John Arlott was many things - a poet, author, wine connoisseur - but above all a cricket broadcaster.
John Arlott had a wonderful gift for evoking cricketing moments
He was born of humble beginnings in 1914 in Basingstoke and brought up in the local cemetery superintendent's lodge.
Amongst his early jobs was that of diet clerk at the local psychiatric hospital.
During the war he served in the Hampshire police and it was while still a policeman that his early poetic works came to the attention of John Betjeman.
Betjeman became his mentor and it was he who led John into joining the BBC in 1945 as the poetry producer of the World Service's Eastern Service.
The stroke of a man knocking a thistle top off with a walking stick
Arlott on Clive Lloyd, 1975
Cricket had been a passion from his early days. One of the attractions of the police force was the facility to play.
Now poetry and cricket could combine, with the arrival of the Indian touring team in 1946.
The young Eastern Service producer was despatched to cover the tour and the BBC's man in Delhi reported to Bush House a delighted audience response.

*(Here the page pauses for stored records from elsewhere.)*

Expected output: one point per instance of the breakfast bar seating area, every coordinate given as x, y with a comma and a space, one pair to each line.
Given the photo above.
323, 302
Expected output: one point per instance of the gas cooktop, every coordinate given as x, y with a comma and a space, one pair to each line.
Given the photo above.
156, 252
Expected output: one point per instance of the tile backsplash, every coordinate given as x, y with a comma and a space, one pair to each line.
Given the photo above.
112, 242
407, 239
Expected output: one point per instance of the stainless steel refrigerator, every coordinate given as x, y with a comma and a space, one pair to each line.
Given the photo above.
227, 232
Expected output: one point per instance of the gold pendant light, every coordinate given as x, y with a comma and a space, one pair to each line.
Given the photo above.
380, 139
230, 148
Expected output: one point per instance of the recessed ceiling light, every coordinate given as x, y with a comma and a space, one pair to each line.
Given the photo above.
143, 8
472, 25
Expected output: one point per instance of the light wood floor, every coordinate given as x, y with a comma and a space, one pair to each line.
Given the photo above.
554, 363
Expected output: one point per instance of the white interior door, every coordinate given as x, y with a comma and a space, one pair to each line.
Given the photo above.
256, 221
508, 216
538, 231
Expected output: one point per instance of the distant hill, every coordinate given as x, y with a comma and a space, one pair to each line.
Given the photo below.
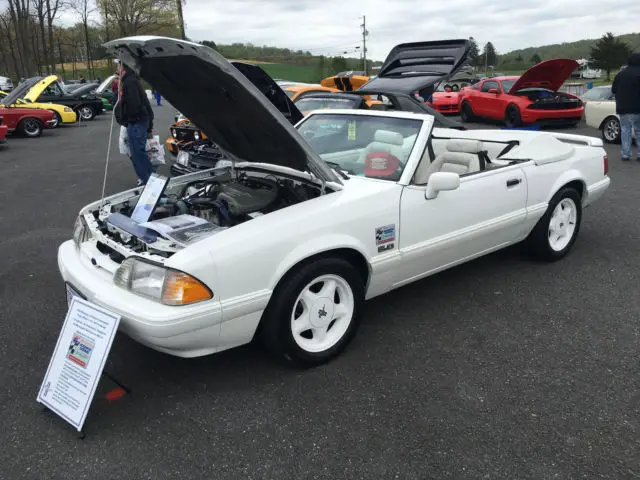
575, 50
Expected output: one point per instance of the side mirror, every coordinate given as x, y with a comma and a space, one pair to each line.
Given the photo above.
441, 181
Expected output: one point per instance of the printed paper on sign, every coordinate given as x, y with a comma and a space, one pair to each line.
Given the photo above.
80, 349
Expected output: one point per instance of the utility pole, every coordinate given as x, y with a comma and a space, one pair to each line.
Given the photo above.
183, 35
364, 43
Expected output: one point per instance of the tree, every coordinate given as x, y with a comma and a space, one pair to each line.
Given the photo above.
609, 53
489, 55
474, 52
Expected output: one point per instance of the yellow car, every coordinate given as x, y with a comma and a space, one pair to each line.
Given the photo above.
62, 114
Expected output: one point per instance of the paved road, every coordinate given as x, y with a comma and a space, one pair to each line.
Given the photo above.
501, 368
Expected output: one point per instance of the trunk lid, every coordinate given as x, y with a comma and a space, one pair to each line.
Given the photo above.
216, 96
411, 67
550, 74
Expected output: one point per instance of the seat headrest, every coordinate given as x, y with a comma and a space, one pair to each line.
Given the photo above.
464, 145
386, 136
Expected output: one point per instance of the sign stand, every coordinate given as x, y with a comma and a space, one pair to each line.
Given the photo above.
78, 362
82, 434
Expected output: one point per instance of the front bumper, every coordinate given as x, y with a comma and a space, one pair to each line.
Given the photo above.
184, 331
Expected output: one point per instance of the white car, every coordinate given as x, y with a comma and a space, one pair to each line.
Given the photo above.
600, 113
308, 222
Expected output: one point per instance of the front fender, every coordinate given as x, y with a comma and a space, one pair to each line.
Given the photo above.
316, 246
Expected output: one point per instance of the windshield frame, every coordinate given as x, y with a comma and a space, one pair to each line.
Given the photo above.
417, 151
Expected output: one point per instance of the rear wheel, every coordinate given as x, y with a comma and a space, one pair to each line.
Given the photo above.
314, 313
57, 120
556, 232
30, 127
466, 113
86, 113
611, 130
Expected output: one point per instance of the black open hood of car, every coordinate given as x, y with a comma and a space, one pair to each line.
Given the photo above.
411, 67
216, 96
271, 90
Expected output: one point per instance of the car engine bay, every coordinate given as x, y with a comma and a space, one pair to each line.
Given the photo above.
204, 206
548, 100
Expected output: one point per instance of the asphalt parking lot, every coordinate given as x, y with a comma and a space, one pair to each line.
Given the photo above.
502, 368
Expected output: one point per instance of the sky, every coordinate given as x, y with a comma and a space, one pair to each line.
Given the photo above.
332, 27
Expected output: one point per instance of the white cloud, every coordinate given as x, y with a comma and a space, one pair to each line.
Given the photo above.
331, 27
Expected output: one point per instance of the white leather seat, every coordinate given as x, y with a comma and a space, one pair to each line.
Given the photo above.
461, 156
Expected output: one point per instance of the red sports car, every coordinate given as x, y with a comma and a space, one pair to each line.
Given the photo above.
27, 121
532, 98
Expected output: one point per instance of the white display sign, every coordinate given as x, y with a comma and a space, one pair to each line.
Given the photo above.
78, 360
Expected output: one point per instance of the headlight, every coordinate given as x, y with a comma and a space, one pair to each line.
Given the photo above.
183, 158
164, 285
81, 231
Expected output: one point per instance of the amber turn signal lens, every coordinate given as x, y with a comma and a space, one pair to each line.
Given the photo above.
181, 289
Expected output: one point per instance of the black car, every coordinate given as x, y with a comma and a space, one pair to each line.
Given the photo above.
50, 90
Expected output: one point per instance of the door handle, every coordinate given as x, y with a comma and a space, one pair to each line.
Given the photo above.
513, 182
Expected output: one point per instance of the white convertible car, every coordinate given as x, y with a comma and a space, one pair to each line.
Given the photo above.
600, 113
308, 222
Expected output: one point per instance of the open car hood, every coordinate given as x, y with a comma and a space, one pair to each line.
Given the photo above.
410, 67
271, 90
18, 92
216, 96
550, 74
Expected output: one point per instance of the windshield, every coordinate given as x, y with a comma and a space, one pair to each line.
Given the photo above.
310, 103
507, 84
364, 145
598, 93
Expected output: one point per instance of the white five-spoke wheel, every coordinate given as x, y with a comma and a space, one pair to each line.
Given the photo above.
322, 313
314, 312
557, 230
562, 224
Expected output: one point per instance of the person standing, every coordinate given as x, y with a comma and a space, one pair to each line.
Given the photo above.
626, 88
134, 112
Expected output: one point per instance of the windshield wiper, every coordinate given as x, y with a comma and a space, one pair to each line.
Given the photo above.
338, 168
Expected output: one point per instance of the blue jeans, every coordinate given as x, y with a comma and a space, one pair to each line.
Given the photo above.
137, 134
629, 122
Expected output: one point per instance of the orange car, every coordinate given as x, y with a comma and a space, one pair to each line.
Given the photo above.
346, 81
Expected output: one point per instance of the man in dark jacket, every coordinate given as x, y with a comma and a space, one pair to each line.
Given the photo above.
626, 88
135, 113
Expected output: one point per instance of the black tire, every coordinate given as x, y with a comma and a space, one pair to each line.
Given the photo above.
513, 117
277, 323
30, 127
610, 130
466, 113
58, 119
539, 243
86, 113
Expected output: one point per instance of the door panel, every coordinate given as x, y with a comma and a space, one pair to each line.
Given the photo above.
483, 214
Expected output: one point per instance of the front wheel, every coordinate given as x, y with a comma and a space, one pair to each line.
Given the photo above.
556, 232
611, 130
314, 313
30, 127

By the following summer what was to become the sound of summer - the unique Arlott Hampshire burr - was on the domestic radio airwaves where it stayed for 34 years.
John's last broadcast was in 1980, but that remarkable low rumbling voice is still fresh in the memory of those who heard it.
And the style of commentary owed much to the poet in John.
He would relish the phrases he used to describe what he saw and leave his colleagues wishing they could have thought of them.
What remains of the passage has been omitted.